Le problème – ou l'opportunité selon le public concerné –, c'est que les entreprises qui innovent se détournent des travailleurs les moins qualifiés. C'est la raison pour laquelle les employeurs insistent, depuis des années, pour que des efforts bien plus importants soient effectués dans l'enseignement et la formation, poursuit Didier Paquot (UWE). Dans le monde qui se profile devant nous et qui reste plein d'opportunités pour autant qu'on vise des produits et services de plus en plus sophistiqués, il y aura effectivement de moins en moins de place pour les personnes peu qualifiées. Mais les opportunités seront donc, en revanche, bien réelles pour les plus qualifiés !

 

Impéria ou la renaissance d'un fleuron wallon

L'idée paraît folle, mais elle prend pourtant forme : faire renaître, en Wallonie, une marque automobile prestigieuse ! Cette marque, c'est Impéria, née en 1906, à une époque où la Belgique comptait sur son sol des dizaines de constructeurs. Au faîte de sa gloire, Impéria occupait dans ses ateliers plusieurs centaines de personnes. C'est sous cette marque qu'Yves Toussaint, par ailleurs à la tête de Green Propulsion, spécialisée dans les motorisations hybrides, va lancer un véritable bijou de design et de technologie...

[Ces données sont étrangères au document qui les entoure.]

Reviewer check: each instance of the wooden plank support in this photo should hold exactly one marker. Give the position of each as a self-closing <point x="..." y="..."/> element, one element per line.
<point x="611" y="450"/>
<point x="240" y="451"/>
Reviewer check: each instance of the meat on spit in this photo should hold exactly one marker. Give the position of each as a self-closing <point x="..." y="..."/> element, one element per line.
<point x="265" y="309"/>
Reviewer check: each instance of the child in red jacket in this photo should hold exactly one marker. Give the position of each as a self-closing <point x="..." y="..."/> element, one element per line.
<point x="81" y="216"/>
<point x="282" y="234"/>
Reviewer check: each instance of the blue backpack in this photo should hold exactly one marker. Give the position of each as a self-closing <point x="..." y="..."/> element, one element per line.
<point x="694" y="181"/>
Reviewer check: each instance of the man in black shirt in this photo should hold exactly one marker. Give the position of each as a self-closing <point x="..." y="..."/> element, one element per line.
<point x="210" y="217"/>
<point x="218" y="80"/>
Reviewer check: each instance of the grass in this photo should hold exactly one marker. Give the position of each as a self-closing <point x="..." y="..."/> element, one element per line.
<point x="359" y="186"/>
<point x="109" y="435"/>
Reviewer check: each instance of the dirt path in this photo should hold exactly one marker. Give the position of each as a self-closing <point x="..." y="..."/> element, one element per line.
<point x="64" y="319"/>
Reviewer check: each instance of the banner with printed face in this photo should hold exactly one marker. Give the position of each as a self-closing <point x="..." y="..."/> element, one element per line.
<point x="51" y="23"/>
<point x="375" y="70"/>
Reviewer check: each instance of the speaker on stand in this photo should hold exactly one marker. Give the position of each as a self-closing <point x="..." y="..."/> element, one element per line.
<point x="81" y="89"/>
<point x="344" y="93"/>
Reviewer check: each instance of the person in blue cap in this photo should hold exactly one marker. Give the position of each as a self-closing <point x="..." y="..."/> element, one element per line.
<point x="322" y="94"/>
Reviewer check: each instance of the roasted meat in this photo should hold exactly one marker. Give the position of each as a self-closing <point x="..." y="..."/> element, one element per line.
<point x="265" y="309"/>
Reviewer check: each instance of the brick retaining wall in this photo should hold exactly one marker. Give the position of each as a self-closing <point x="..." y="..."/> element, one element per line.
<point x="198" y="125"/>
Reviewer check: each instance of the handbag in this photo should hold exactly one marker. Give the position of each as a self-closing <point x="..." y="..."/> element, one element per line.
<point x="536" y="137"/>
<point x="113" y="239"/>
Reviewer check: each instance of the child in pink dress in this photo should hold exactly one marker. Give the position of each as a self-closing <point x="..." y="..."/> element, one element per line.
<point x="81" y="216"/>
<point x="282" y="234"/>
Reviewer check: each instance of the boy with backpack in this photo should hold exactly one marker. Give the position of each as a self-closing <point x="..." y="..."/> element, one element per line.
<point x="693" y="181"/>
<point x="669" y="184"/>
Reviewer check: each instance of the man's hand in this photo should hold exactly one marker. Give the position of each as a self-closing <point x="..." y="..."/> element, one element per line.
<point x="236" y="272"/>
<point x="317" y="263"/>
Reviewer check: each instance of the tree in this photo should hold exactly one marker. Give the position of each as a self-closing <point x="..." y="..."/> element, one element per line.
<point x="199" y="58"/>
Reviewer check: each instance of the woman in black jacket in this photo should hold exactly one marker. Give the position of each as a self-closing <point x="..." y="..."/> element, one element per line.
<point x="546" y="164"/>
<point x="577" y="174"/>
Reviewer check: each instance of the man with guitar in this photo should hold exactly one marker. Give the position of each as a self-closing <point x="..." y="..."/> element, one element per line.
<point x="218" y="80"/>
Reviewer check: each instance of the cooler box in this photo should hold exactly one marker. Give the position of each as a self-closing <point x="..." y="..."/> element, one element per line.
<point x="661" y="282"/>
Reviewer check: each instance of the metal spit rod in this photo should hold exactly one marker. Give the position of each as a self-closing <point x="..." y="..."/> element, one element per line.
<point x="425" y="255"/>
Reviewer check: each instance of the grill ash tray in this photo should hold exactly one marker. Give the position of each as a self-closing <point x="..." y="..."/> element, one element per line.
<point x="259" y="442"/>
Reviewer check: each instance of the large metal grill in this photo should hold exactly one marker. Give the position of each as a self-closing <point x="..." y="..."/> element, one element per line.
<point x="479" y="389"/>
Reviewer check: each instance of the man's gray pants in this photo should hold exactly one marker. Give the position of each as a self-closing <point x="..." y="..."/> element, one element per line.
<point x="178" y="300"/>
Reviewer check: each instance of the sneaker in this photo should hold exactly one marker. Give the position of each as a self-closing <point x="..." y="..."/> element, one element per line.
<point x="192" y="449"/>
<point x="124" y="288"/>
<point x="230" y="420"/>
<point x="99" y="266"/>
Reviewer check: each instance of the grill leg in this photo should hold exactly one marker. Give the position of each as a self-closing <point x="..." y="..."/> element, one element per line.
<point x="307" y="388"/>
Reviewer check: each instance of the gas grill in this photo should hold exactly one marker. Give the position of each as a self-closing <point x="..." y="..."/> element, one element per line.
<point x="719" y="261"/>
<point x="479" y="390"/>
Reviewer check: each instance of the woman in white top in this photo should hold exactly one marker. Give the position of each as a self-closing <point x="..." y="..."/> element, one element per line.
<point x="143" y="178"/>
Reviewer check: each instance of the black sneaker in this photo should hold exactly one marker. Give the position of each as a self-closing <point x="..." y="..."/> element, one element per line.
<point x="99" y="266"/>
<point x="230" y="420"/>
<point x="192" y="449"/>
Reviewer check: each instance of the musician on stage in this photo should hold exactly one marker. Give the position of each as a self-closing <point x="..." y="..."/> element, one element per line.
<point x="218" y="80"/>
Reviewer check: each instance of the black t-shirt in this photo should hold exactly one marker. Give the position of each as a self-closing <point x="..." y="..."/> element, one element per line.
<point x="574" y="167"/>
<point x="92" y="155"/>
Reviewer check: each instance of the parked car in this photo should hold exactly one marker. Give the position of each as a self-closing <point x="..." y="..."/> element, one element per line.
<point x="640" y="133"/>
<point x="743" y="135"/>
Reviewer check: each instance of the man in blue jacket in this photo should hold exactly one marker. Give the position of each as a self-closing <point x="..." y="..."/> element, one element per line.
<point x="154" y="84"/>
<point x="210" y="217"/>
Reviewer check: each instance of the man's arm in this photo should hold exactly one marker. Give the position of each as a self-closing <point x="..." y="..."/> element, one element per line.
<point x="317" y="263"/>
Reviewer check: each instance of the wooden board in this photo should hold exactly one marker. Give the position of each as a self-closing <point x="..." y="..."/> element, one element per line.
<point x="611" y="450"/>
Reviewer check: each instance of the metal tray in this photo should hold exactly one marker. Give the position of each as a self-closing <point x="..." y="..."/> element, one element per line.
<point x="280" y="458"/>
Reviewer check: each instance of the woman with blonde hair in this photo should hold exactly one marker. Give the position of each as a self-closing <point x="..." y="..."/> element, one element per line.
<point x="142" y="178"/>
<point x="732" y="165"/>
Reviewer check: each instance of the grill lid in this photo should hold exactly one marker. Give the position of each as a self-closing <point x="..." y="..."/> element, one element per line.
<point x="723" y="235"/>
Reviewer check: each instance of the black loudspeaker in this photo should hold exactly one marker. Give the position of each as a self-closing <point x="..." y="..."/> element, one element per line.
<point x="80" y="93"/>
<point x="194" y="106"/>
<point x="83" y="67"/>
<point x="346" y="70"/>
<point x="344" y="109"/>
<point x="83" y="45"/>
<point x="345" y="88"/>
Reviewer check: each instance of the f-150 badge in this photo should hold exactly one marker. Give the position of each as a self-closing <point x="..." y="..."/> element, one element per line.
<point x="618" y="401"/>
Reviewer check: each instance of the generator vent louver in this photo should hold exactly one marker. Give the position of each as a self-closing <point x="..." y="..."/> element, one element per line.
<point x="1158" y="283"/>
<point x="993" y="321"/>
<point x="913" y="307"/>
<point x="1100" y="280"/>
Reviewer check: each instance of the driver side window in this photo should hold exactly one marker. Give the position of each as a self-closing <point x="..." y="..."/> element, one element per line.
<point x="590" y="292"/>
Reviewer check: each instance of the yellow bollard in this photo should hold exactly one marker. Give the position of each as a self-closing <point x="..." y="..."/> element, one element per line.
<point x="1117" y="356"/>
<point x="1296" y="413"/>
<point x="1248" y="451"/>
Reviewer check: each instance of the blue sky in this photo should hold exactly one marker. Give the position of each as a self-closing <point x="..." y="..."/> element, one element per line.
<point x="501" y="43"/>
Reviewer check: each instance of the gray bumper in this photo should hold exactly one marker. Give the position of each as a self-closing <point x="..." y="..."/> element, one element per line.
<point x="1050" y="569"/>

Yves Toussaint, comment décrire cette Impéria GP ?

C'est une voiture dont le design s'inspire des lignes qui ont fait la gloire de la marque dans les années 30 et dont la motorisation est totalement actuelle, voire futuriste. Un concept néo rétro qui se traduit non seulement par des lignes superbes, mais aussi par une technologie de propulsion à la fois électrique et thermique, spécialement développée pour ce véhicule : pour résumer, les performances sont celles d'une Porsche et la consommation et les émissions de CO2 sont celles d'une Smart...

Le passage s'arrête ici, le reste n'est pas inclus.